Figure 5. Cholesterol Accumulation Couples ABCA1 Invalidation and Tet2 Deficiency to IL-3 Receptor β Signaling Hypersensitivity.

(A-D) Quantification of BODIPY staining by flow cytometry expressed as mean fluorescence intensity (MFI) as a surrogate of cellular cholesterol neutral lipid per cell (A-D) in BM hematopoietic stem (A and C) and progenitor (B and D) cells (i.e., LSKs, MEPs, CMPs, and GMPs) of recipient mice transplanted with Mx1-Cre⁺, Mx1-Cre⁺Abca1^fl/fl, Mx1-Cre⁺Tet2^fl/fl,and Mx1-Cre⁺Tet2^fl/,lAbca1^fl/fl BM (A and B) or control and Mx1-Cre⁺Tet2^fl/fl BM expressing empty, ABCA1-WT, or ABCA1 mutants (C and D). Results are means ± SEMs of 5–9 animals per group.
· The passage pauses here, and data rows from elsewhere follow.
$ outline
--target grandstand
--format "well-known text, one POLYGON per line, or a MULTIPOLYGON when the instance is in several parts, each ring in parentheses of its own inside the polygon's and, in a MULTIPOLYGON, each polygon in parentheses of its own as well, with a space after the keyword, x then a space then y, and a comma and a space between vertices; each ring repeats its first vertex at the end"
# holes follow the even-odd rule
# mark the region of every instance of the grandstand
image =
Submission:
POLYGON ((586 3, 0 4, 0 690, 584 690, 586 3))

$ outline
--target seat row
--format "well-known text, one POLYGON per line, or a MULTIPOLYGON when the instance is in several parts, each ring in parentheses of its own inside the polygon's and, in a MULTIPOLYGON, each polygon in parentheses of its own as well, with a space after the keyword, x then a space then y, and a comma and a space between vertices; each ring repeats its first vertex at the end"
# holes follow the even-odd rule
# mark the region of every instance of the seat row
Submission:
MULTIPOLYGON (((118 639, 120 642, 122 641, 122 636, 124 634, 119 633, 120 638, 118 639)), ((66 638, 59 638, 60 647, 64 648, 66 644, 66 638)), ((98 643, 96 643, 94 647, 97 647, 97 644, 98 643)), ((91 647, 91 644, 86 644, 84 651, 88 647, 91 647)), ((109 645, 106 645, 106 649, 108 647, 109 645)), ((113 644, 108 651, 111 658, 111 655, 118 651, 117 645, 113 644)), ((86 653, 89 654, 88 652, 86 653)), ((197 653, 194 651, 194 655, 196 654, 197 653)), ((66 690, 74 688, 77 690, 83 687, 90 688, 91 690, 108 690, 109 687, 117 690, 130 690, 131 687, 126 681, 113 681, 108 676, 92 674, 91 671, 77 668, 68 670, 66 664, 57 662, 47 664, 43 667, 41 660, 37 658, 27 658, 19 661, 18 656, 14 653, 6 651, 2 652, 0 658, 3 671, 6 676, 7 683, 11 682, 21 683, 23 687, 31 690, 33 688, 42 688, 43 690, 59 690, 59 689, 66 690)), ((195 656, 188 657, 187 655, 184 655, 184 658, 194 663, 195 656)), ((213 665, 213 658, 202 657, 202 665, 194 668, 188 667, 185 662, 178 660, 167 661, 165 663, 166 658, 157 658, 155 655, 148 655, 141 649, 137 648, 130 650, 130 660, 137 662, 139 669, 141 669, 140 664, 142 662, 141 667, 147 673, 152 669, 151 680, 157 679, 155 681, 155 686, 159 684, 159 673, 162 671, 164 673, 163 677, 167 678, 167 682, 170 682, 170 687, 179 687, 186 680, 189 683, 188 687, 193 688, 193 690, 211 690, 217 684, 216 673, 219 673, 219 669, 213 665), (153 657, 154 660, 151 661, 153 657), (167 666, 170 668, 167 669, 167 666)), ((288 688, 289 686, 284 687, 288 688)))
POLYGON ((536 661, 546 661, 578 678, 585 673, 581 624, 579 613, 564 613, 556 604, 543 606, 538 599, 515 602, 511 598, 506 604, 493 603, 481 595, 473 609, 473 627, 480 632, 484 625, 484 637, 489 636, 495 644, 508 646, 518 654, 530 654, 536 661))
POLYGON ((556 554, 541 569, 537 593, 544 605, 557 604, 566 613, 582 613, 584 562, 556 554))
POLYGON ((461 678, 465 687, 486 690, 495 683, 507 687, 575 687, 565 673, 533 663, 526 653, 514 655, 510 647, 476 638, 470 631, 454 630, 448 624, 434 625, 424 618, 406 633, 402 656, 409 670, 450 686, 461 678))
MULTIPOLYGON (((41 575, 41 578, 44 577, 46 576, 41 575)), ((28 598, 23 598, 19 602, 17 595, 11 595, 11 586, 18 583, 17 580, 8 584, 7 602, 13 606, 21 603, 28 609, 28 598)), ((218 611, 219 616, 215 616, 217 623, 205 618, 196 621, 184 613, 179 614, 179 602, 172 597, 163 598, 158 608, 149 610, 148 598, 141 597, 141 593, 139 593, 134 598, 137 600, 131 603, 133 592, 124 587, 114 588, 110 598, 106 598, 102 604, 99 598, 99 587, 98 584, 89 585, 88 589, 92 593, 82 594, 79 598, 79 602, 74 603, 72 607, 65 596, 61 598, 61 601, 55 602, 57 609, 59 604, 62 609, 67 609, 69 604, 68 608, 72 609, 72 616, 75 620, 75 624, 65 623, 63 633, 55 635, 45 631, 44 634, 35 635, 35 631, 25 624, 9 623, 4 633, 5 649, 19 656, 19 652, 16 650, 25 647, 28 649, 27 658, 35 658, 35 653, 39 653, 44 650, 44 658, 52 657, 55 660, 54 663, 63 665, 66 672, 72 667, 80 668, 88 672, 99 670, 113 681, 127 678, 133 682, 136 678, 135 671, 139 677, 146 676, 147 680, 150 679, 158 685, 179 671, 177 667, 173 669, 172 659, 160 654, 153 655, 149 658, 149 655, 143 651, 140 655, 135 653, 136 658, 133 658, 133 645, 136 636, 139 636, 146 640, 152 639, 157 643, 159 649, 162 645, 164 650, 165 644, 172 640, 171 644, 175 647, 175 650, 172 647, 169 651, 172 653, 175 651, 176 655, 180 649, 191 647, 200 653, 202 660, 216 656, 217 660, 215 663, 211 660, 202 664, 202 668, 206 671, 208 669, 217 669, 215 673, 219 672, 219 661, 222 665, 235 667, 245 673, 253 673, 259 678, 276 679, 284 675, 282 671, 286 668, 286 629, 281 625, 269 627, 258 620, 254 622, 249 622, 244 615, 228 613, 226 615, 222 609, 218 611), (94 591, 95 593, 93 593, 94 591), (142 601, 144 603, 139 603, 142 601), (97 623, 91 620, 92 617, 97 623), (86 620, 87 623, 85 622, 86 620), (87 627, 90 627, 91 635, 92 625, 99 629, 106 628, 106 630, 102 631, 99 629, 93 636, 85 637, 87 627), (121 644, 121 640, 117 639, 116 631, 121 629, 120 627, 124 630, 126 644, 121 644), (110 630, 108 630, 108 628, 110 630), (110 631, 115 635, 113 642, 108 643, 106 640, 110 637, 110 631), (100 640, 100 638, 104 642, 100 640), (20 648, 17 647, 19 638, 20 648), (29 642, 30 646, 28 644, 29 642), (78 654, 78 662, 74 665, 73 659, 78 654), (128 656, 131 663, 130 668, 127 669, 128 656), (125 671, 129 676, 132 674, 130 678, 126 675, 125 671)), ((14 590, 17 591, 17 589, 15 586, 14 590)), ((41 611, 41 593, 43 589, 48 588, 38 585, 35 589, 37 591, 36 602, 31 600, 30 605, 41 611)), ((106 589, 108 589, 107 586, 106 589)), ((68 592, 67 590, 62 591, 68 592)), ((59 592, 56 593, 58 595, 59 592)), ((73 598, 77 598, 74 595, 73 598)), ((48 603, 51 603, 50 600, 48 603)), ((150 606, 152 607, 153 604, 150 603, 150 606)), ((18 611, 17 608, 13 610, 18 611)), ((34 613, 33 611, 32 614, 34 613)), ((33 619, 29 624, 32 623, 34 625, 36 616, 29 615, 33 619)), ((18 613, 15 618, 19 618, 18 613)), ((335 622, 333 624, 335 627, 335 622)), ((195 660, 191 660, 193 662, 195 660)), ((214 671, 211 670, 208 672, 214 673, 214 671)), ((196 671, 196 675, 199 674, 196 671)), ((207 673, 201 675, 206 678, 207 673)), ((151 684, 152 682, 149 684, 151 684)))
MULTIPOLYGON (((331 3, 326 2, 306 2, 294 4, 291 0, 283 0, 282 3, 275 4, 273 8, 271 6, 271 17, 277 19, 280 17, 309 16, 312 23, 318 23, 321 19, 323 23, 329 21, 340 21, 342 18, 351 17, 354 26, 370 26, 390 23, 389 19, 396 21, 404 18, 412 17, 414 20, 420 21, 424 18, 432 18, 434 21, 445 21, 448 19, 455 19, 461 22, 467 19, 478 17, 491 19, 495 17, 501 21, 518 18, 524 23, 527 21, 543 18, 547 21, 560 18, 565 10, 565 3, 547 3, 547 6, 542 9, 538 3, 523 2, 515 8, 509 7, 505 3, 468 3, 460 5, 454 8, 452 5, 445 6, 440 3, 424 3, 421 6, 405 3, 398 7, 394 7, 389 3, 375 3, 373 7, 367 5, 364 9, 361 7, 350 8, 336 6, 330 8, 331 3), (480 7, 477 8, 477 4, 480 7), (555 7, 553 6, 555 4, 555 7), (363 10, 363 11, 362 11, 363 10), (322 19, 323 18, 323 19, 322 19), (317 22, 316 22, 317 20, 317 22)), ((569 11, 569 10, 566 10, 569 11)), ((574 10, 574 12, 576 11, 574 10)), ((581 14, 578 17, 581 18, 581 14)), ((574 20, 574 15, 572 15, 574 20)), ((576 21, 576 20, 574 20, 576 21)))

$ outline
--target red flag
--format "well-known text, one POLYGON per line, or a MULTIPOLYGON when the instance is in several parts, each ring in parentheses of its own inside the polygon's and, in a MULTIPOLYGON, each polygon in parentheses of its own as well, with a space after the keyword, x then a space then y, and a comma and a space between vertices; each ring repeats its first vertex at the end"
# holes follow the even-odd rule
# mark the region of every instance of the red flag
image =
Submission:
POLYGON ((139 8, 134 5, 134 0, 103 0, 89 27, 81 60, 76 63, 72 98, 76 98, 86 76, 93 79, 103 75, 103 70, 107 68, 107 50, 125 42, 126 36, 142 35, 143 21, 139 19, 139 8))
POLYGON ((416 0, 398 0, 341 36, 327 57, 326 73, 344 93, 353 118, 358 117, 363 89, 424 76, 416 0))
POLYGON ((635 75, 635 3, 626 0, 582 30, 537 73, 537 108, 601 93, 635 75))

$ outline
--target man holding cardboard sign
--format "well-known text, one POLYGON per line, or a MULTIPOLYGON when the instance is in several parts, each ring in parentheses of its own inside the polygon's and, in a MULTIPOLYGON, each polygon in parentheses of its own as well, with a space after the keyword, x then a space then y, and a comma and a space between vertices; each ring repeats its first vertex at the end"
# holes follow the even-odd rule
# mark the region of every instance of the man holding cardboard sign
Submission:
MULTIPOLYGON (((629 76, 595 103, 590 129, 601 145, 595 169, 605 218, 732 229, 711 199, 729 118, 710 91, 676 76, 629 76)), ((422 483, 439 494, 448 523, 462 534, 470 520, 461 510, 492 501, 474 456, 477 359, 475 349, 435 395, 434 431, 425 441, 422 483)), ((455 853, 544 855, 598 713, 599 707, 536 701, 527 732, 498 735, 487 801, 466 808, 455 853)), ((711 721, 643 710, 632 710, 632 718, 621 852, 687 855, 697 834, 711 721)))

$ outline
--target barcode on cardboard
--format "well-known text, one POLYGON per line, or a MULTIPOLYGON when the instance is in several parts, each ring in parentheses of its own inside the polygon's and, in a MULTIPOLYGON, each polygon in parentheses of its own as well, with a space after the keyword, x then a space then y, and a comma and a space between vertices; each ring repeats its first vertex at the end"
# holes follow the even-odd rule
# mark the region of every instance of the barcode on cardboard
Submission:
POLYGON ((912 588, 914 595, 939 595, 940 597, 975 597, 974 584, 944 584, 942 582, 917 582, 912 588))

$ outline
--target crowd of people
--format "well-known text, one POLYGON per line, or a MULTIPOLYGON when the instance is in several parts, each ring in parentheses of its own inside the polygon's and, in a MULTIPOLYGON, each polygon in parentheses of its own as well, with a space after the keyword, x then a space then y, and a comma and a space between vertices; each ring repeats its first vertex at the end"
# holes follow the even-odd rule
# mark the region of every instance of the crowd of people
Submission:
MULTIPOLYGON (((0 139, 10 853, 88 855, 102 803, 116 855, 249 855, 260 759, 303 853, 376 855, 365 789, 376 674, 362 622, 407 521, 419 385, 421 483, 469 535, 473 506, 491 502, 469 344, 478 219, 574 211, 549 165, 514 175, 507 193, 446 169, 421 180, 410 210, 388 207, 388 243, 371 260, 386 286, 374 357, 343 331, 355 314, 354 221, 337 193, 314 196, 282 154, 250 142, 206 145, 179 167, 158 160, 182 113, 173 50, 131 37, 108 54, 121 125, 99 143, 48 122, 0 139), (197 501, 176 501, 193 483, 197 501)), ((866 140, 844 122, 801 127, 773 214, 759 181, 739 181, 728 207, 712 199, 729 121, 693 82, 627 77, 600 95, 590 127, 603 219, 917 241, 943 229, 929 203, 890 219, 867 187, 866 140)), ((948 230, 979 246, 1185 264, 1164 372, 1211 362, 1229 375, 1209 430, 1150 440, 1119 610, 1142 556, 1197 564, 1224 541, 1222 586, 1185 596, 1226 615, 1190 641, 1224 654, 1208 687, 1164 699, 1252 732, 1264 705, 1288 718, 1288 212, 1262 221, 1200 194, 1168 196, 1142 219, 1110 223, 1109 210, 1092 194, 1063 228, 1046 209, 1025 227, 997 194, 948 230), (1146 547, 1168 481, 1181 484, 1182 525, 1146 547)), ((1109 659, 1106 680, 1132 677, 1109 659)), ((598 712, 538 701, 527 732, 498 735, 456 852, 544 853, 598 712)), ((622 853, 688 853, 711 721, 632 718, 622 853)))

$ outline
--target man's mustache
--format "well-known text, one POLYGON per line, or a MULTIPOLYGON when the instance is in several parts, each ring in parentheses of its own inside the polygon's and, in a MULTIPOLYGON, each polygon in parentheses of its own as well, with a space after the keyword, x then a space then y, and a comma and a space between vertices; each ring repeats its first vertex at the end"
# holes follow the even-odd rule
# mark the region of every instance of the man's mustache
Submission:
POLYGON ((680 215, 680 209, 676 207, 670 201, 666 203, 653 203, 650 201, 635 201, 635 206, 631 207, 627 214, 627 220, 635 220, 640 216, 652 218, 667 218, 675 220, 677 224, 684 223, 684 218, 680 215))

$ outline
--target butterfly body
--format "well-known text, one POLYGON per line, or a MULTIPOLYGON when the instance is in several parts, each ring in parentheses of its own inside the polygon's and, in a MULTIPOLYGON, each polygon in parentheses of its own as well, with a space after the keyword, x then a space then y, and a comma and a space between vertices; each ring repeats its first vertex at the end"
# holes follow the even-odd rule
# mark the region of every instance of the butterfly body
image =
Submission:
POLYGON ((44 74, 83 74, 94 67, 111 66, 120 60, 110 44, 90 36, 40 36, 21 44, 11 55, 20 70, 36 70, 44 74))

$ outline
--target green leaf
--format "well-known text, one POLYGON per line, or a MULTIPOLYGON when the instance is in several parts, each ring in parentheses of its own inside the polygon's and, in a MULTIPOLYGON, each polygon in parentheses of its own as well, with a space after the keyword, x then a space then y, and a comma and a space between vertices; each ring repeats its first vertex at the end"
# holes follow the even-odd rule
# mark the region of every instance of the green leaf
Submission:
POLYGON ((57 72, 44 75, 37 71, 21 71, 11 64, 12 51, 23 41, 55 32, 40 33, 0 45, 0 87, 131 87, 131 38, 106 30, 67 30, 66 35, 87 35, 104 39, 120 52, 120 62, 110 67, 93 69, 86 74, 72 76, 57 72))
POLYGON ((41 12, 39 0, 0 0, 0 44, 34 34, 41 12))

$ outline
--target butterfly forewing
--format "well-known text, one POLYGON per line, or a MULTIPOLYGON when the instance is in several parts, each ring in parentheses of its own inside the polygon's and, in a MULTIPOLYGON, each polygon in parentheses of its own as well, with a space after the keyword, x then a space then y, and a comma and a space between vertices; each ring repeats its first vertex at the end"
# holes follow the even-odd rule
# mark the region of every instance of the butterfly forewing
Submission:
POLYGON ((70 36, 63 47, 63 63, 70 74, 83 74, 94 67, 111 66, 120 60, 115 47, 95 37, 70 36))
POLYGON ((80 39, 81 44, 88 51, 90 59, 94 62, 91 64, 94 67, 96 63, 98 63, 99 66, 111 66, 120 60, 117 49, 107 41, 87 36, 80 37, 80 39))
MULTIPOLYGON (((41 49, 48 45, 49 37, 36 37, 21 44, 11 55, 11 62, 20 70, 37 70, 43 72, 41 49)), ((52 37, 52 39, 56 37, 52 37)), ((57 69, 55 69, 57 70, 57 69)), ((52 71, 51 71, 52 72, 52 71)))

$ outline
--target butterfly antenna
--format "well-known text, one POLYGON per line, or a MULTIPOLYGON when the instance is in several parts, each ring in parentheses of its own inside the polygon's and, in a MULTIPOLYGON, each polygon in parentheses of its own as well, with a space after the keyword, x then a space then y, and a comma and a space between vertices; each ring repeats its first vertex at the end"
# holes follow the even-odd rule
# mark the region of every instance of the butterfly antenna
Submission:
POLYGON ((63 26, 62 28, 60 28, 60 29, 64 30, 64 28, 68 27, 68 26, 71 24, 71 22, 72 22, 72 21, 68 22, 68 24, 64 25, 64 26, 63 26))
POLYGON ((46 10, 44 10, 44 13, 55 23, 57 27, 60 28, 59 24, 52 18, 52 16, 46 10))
(E) mRNA expression of SREBP-2 and cholesterol biosynthesis target genes (Hmgcr, Mvk, Idi1, Sc4mol, and Dhcr24) from empty, WT, and ABCA1 mutant-transduced BM on a Tet2-deficient background isolated at the end of the study period. The expression of mRNA was normalized to m36B4. mRNA levels were expressed as percentage over WT whole BM cells.

(F) Proliferation rates were determined after 2 h [³H]-thymidine pulse labeling in BM cells from empty, ABCA1-WT, and ABCA1 mutant-transduced animals on a Tet2-deficient background that were grown for 72 h in liquid culture in the presence or absence of 6 ng/mL IL-3 and 2 ng/mL GM-CSF and the indicated chemical compounds. Results are means ± SEMs of cultures from at least 3 independent mice.

*p < 0.05 versus empty control-transduced animals on a Tet2-deficient background. §p < 0.05 versus ABCA1-WT. #p < 0.05 and ##p < 0.001 versus Mx1-Cre⁺ controls.